Reputation: 87
I am new to Liferay and am working on a model writer for Web Content Articles (Journal Articles). It is important to keep the title and the content after the creation. I have written a simple script for this. However, the output title is empty and the content is zero.
The article object itself does not contain a key for title or content. Unfortunately, I don't know what to do and hope that someone has already had experience with this.
package webcontenthandler;
import com.liferay.journal.model.JournalArticle;
import com.liferay.journal.service.JournalArticleLocalServiceUtil;
import com.liferay.portal.kernel.exception.PortalException;
import com.liferay.portal.kernel.model.BaseModelListener;
import com.liferay.portal.kernel.model.ModelListener;
import org.osgi.service.component.annotations.Component;
import java.util.List;
@Component(
immediate = true,
service = ModelListener.class
)
public class WebContentHandler extends BaseModelListener<JournalArticle> {
@Override
public void onAfterCreate(JournalArticle article) {
try {
JournalArticle myarticle = JournalArticleLocalServiceUtil.getArticle(article.getGroupId(), article.getArticleId(), article.getVersion());
System.out.println("article: " + myarticle);
System.out.println("article content: " + myarticle.getContent());
System.out.println("article title: " + myarticle.getTitle());
System.out.println("article title: " + myarticle.getTitleCurrentValue());
} catch (PortalException e) {
throw new RuntimeException(e);
}
}
@Override
public Class<JournalArticle> getModelClass() {
return JournalArticle.class;
}
}
Upvotes: 0
Views: 29
Reputation: 48087
It's been a long time since I wrote ModelListeners, but there are several issues that I see for investigation. Some candidates for finding the root cause of this issue, some just style:
#1, you're implementing an OSGi component, which means that you should not use JournalArticleLocalServiceUtil
, but rather implement a member @Reference JournalArticleLocalService jals;
.
#2: the method's signature is public void onAfterCreate(JournalArticle article)

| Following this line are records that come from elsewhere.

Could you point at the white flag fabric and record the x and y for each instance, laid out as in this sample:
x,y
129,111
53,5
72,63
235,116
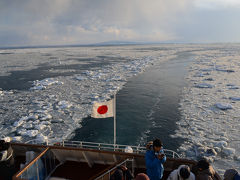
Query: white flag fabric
x,y
103,109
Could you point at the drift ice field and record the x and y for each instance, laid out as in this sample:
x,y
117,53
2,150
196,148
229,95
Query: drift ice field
x,y
46,92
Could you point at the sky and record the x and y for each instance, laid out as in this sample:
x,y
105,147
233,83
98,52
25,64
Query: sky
x,y
66,22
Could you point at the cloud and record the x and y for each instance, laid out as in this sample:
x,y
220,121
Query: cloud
x,y
34,22
217,4
84,21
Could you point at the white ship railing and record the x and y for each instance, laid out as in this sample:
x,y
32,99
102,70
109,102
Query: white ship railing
x,y
112,147
108,173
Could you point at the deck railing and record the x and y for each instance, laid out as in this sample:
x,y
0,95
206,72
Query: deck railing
x,y
108,174
113,147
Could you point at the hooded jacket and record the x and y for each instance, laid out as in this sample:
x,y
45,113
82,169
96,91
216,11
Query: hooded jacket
x,y
154,165
208,174
175,175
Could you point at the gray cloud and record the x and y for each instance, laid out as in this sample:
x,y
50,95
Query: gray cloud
x,y
44,22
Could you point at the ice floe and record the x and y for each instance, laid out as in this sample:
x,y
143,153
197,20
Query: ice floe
x,y
209,131
223,106
43,84
204,85
235,98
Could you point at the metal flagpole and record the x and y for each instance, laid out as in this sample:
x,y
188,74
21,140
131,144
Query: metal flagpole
x,y
114,123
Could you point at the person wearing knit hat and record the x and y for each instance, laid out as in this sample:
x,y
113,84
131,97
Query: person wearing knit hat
x,y
142,176
231,174
154,158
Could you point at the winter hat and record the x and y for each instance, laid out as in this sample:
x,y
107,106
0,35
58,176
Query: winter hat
x,y
142,176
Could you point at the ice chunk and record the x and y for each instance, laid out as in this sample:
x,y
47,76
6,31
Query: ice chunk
x,y
40,126
41,138
223,106
228,151
46,117
225,70
204,85
39,85
33,117
80,78
20,122
235,98
64,104
209,79
31,133
220,144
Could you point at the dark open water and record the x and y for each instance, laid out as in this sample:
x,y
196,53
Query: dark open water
x,y
147,107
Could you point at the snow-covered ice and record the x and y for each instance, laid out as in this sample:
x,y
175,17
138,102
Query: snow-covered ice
x,y
210,116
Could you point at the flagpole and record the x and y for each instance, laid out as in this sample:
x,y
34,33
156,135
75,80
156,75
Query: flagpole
x,y
114,123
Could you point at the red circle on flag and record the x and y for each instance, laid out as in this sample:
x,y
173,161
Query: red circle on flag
x,y
102,109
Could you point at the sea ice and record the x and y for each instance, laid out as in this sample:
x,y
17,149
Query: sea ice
x,y
223,106
235,98
20,122
40,138
31,133
43,84
64,104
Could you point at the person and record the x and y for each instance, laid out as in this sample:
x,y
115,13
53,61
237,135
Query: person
x,y
7,168
182,173
155,158
231,174
142,176
121,173
205,171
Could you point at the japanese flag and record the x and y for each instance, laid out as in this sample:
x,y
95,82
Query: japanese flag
x,y
103,109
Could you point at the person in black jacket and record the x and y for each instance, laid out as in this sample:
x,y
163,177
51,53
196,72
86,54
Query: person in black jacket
x,y
7,168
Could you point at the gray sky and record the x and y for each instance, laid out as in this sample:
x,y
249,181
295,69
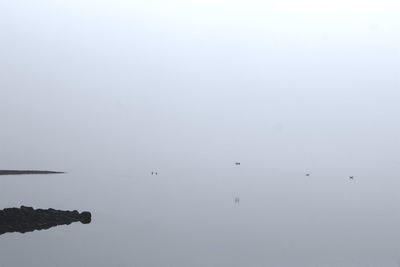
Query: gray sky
x,y
111,84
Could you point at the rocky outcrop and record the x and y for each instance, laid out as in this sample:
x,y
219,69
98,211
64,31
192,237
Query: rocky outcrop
x,y
27,219
16,172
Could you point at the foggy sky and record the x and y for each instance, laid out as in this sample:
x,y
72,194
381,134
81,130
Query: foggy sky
x,y
115,84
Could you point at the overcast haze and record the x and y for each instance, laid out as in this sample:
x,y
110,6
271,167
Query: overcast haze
x,y
187,88
112,82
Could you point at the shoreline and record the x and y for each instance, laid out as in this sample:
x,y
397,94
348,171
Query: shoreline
x,y
20,172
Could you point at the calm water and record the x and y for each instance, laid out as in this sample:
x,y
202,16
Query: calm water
x,y
190,218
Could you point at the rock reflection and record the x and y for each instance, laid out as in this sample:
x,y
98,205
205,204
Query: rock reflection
x,y
27,219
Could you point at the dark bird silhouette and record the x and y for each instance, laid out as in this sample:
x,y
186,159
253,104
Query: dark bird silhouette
x,y
27,219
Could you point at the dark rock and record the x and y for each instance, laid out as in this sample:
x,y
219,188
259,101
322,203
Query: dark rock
x,y
27,219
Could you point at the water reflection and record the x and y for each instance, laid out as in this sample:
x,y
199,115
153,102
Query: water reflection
x,y
27,219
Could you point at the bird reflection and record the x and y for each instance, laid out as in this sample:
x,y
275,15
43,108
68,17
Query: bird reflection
x,y
27,219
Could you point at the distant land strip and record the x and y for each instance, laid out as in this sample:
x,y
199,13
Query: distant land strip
x,y
19,172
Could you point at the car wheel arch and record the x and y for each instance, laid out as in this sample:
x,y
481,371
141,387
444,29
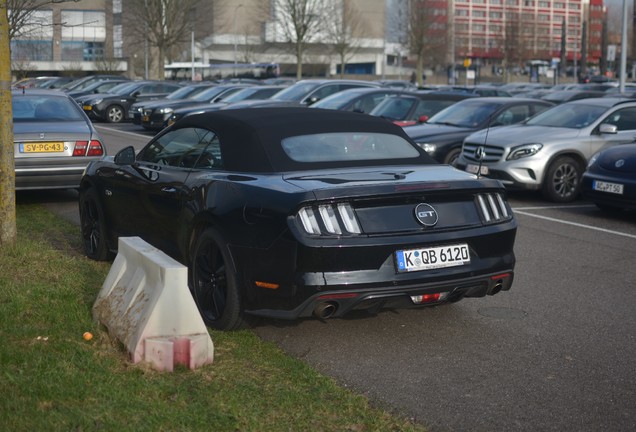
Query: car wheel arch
x,y
578,157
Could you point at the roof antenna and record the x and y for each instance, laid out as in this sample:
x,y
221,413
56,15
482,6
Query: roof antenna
x,y
480,153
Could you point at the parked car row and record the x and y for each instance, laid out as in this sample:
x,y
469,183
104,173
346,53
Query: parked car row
x,y
453,125
263,235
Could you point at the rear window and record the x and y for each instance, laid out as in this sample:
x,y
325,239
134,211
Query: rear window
x,y
347,146
45,109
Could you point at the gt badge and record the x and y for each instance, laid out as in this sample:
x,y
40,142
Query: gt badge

, and the first thing you do is to retrieve the article from the database. With what you describe, I'd assume that the transaction has not yet been committed - e.g. the article is not yet available in the database. But you have it at hand anyway from the parameter to this method - why retrieve it from the database anyway?
#3: It's typically somewhat closer to the business layer if you rather implement a ServiceWrapper than a ModelListener
Item 1 would be overturned (e.g. unnecessary) by implementing 2 and/or 3, but it's worth keeping that technique in mind for other cases.